Rząd koalicji KO, Trzeciej Drogi i Nowej Lewicy doszedł do władzy m.in. obiecując rozliczenie afer, których miała się dopuścić poprzednia ekipa rządząca. W kampanii wyborczej politycy obecnej większości zapowiadali powołanie w Sejmie licznych komisji śledczych, a także stawianie polityków Prawa i Sprawiedliwości oraz Suwerennej Polski przed Trybunałem Stanu.

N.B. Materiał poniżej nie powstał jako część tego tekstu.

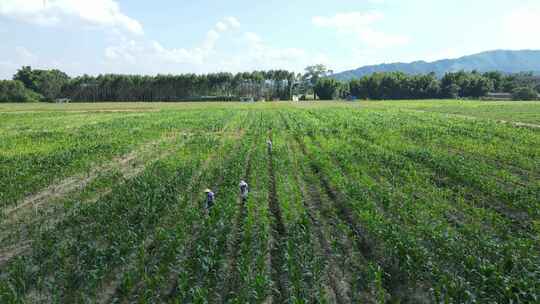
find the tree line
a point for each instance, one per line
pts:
(397, 85)
(316, 82)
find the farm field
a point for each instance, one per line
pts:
(370, 202)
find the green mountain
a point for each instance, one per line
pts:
(500, 60)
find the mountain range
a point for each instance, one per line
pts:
(499, 60)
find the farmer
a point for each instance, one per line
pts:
(209, 199)
(244, 190)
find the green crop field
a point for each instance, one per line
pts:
(369, 202)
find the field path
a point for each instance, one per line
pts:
(312, 201)
(513, 123)
(279, 235)
(125, 164)
(128, 165)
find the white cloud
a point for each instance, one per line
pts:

Nowa większość rozlicza PiS: Trzy komisje śledcze w Sejmie, wniosek o Trybunał Stanu dla Adama Glapińskiego
W Sejmie X kadencji bardzo szybko powołano trzy komisje śledcze: ds. tzw. afery wizowej, ds. użycia przez służby oprogramowania Pegasus i ds. wyborów kopertowych. Wszystkie komisje rozpoczęły już prace a konkluzje mają przedstawić po kilku miesiącach.
Do Sejmu trafił też wniosek o postawienie przed Trybunałem Stanu prezesa NBP, Adama Glapińskiego. Postawienie go przed Trybunałem jest możliwe, ponieważ do postawienia przed TS prezesa NBP wystarczy większość bezwzględna, a nie większość kwalifikowana jak w przypadku np. członków rządu czy prezydenta.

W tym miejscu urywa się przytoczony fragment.